Hardware failures impact system performance and consume valuable time on the machine.

In partnership with IBM, the Livermore team pioneered a new strategy for recovering from hardware failure.

They developed a way to use the application itself to help correct errors and failures. Their reasoning was that the application, which has a complete understanding of the calculation being run, can evaluate the errors and decide the most efficient strategy for recovery.

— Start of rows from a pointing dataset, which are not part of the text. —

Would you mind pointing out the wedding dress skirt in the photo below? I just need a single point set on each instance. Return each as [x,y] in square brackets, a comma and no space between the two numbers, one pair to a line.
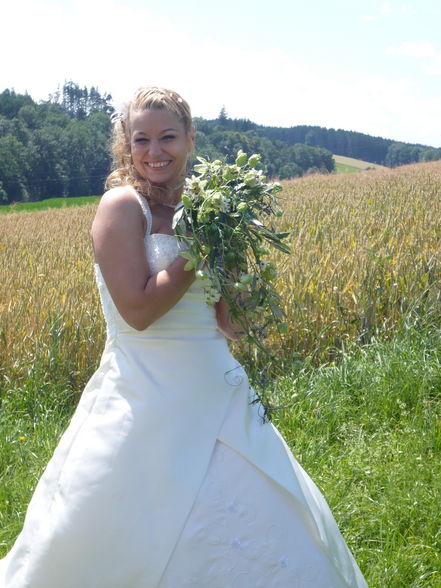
[167,477]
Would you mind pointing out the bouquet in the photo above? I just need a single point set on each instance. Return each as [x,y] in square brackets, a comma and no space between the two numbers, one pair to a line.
[225,220]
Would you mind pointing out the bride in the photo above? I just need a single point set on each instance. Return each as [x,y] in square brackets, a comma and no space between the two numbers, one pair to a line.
[166,476]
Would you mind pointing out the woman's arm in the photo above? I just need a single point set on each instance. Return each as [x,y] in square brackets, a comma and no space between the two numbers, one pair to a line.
[118,240]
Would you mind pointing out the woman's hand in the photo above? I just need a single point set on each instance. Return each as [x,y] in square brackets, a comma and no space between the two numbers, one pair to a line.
[118,239]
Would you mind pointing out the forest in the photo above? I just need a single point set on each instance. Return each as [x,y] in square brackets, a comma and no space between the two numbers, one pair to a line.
[60,147]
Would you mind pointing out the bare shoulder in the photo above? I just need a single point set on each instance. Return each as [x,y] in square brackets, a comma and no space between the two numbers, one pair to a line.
[118,207]
[119,198]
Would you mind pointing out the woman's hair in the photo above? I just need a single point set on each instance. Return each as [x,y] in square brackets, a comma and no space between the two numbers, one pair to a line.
[147,98]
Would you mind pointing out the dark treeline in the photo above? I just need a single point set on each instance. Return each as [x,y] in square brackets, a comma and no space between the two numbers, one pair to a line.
[60,147]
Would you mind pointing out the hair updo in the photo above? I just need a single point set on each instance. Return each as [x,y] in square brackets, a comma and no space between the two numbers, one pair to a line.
[146,98]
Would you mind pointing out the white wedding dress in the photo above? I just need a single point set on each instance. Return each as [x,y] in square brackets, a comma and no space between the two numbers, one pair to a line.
[167,477]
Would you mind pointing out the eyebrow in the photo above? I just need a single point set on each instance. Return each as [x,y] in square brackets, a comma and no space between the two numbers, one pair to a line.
[163,131]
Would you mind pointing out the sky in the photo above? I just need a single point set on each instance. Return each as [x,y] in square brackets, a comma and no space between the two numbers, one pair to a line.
[371,66]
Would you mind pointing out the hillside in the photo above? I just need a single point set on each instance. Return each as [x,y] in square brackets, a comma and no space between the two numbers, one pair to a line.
[350,164]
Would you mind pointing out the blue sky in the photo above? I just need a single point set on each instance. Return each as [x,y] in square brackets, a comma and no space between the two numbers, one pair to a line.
[371,66]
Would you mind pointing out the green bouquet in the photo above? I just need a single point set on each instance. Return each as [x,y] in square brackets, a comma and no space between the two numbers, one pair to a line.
[225,220]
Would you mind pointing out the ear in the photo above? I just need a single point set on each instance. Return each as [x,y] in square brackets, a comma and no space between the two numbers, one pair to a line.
[192,138]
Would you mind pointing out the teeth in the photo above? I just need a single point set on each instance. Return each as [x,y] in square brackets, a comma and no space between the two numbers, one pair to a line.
[158,164]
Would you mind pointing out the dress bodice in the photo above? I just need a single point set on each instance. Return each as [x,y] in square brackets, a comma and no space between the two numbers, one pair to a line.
[191,314]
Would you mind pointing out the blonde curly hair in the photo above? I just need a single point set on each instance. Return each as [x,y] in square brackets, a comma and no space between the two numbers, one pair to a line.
[146,98]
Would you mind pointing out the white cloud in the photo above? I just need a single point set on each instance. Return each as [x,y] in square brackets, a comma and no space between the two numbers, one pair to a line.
[386,9]
[119,48]
[420,50]
[414,49]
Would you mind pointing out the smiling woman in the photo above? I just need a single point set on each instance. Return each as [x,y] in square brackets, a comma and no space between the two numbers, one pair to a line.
[167,476]
[160,147]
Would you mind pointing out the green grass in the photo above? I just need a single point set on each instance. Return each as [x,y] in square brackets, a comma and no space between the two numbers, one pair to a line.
[368,430]
[342,168]
[345,164]
[48,203]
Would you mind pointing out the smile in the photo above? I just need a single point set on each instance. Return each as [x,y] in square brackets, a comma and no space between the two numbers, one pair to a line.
[157,164]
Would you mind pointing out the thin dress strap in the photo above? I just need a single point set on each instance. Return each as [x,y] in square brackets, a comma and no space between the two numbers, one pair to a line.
[145,209]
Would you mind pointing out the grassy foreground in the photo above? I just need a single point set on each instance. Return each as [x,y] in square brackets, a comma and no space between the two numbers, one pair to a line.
[362,378]
[368,431]
[48,204]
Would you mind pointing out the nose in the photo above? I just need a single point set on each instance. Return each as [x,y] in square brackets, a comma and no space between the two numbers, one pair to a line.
[154,147]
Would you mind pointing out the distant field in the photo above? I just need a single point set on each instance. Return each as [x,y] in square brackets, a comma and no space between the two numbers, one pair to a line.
[350,165]
[47,204]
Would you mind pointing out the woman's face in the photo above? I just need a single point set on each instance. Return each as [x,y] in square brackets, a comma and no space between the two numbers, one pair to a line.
[159,146]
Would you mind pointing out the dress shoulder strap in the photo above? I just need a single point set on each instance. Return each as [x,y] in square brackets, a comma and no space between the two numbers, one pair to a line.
[145,209]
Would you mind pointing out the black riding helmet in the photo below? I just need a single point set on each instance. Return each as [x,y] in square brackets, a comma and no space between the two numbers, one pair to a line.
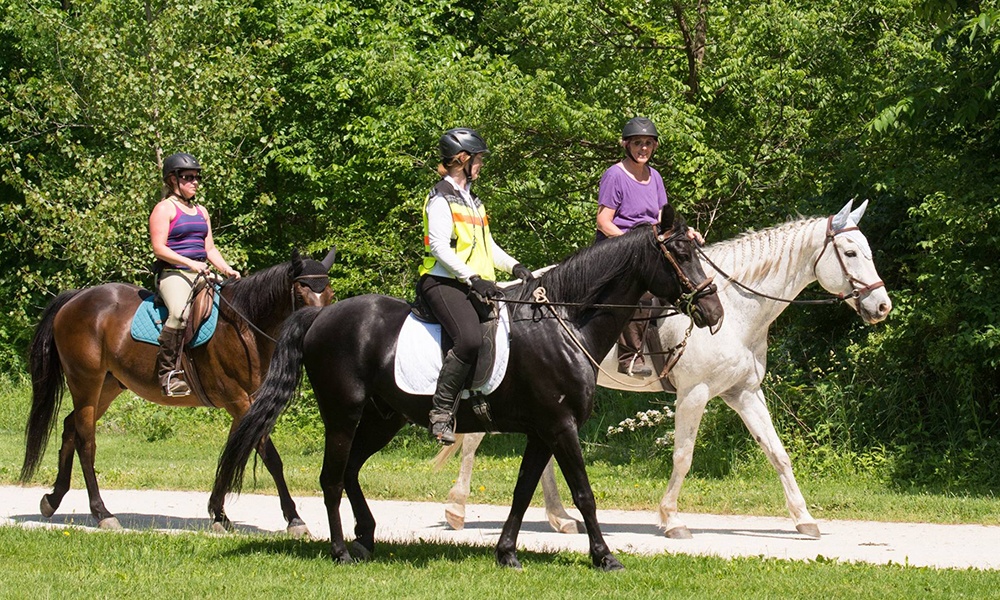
[460,139]
[638,126]
[181,161]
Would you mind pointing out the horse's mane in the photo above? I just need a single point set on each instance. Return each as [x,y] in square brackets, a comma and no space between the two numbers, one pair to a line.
[256,296]
[751,256]
[583,276]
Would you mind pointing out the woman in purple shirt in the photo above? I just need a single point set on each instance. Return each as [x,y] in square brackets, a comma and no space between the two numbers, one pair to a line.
[181,235]
[632,193]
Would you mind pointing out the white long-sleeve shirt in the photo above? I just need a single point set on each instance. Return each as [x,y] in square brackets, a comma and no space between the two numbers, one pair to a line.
[440,228]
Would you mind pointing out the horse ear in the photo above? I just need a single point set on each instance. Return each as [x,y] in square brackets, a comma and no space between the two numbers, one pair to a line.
[840,219]
[858,212]
[330,256]
[666,219]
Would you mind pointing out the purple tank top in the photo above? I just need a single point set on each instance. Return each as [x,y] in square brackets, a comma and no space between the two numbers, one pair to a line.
[187,234]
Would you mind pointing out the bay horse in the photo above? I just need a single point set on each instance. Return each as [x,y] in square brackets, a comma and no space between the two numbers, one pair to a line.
[83,339]
[348,350]
[776,264]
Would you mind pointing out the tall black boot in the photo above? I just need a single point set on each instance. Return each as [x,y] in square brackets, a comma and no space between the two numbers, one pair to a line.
[630,359]
[168,363]
[451,382]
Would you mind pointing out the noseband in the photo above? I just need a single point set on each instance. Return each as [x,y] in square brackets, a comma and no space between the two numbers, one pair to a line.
[860,288]
[687,301]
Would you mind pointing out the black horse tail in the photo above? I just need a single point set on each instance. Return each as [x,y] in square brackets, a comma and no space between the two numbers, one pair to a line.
[270,400]
[46,386]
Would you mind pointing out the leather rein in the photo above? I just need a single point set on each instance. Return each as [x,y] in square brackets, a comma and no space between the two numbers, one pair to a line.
[859,288]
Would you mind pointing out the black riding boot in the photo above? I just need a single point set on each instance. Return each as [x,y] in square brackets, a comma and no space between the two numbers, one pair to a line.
[630,360]
[451,382]
[168,363]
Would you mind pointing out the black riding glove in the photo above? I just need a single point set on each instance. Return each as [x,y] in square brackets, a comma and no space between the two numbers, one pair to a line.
[522,272]
[485,288]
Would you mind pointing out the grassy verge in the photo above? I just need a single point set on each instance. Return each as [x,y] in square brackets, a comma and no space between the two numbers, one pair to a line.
[142,445]
[69,563]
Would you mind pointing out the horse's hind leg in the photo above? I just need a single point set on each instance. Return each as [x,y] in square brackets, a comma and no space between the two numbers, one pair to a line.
[373,433]
[559,519]
[51,502]
[85,419]
[536,455]
[269,454]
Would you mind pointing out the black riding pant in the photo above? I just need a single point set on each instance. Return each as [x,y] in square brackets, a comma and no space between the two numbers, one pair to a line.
[449,300]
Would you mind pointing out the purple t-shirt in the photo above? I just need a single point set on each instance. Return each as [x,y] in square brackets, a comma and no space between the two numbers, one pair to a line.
[634,203]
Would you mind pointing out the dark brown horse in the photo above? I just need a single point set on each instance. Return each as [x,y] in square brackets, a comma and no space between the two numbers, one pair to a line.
[348,350]
[84,338]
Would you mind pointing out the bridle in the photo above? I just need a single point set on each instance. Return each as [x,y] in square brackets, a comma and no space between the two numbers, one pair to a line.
[859,287]
[320,280]
[688,300]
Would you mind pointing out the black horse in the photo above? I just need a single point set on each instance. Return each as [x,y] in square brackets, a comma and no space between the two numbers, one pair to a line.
[348,350]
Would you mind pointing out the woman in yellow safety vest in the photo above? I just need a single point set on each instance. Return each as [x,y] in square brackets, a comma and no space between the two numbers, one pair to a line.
[459,258]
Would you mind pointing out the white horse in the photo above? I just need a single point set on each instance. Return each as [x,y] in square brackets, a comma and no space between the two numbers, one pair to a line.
[758,273]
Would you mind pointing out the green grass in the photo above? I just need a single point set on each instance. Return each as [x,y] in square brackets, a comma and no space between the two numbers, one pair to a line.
[142,445]
[73,563]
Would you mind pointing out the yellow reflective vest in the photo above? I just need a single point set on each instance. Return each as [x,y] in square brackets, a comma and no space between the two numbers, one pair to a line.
[470,236]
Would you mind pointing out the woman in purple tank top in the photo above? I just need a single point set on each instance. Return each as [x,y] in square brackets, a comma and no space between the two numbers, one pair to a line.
[181,235]
[631,194]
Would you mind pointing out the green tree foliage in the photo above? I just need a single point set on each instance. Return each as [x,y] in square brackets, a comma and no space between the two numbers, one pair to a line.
[96,94]
[317,122]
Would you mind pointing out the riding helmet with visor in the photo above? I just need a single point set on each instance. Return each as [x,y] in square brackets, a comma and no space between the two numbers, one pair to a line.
[180,161]
[638,126]
[460,139]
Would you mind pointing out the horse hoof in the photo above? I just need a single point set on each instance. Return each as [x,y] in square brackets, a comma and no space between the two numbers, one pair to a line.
[47,509]
[454,514]
[299,531]
[509,562]
[608,564]
[808,529]
[359,552]
[572,526]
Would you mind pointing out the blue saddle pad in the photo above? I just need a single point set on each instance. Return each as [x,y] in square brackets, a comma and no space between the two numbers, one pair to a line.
[148,321]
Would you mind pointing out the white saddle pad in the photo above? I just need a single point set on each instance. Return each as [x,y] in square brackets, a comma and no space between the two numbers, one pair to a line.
[418,356]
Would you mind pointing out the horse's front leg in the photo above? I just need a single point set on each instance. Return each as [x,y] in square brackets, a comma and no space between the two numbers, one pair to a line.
[559,519]
[454,510]
[272,461]
[373,433]
[753,410]
[689,409]
[536,455]
[570,457]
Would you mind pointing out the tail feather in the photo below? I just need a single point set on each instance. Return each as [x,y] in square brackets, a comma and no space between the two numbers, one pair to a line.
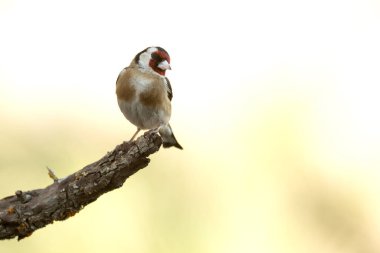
[168,138]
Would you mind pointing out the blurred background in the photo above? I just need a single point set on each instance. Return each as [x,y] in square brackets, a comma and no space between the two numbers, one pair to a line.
[276,104]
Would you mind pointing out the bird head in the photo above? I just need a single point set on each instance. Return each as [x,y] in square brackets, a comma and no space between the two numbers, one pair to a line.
[155,59]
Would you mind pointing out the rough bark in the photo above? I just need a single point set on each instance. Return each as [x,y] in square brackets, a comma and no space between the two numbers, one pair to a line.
[23,213]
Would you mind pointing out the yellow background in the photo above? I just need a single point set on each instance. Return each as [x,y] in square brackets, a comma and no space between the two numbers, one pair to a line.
[276,104]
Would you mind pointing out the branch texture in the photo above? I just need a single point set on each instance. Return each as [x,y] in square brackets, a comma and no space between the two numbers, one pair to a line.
[23,213]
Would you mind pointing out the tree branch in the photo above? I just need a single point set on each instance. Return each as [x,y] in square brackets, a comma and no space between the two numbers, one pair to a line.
[23,213]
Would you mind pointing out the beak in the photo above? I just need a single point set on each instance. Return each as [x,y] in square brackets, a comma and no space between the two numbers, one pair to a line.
[164,65]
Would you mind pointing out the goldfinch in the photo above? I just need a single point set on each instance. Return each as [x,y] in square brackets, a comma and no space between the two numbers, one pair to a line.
[144,94]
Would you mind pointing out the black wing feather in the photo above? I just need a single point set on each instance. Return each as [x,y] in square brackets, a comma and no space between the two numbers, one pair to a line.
[170,92]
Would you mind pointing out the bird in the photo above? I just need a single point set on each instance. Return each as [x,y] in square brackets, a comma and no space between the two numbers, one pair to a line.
[144,94]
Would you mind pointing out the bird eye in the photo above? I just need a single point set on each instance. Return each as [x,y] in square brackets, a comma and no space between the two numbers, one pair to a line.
[156,57]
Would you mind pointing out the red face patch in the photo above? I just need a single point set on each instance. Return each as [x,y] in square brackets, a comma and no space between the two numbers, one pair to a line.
[158,57]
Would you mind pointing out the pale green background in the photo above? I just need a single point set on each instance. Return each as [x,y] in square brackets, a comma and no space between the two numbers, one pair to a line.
[276,104]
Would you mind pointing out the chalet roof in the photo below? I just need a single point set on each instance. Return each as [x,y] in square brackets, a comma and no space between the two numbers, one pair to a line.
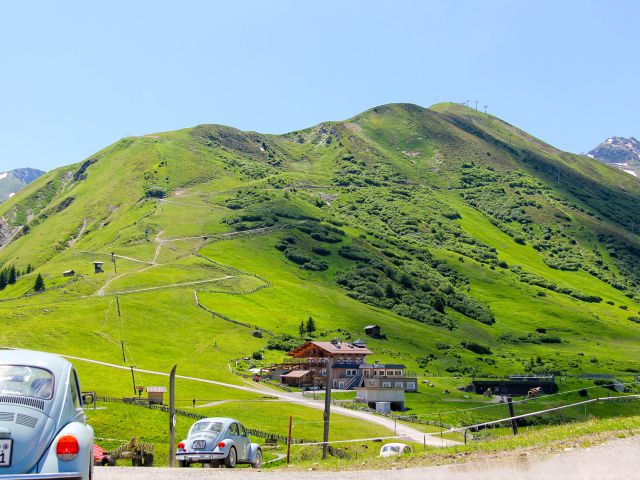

For example, by implementing a strategy to mitigate cache memory faults (which are the primary cause of failure in BG/L), the team was able to run without error for CPU-millennia.

"Applications with this capability could potentially lead to a new paradigm in supercomputer design," said Streitz, noting that application-assisted failure recovery reduces hardware reliability constraints, opening the way for supercomputer designs using less stable but higher performing - and perhaps less expensive - components. "That concept may allow the building of a faster machine."

Named for one of the founders of supercomputing, the prestigious Gordon Bell Prize is awarded to innovators who advance high-performance computing. The award is widely regarded as the Oscars of supercomputing.

A Livermore team led by Streitz won the 2005 Gordon Bell Prize for a simulation investigating the solidification in tantalum and uranium at extreme temperatures and pressure, with simulations ranging in size from 64,000 atoms to 524 million atoms. This year on the expanded machine, the Livermore team was able to conduct simulations of up to 62.5 billion atoms.

"The scale of this Kelvin-Helmholtz simulation was enormous compared to the previous simulations," Streitz said. "We were really pushing the limits of what is currently possible on this machine."

Founded in 1952, Lawrence Livermore National Laboratory has a mission to ensure national security and to apply science and technology to the important issues of our time. Lawrence Livermore National Laboratory is managed by Lawrence Livermore National Security, LLC, for the U.S. Department of Energy's National Nuclear Security Administration.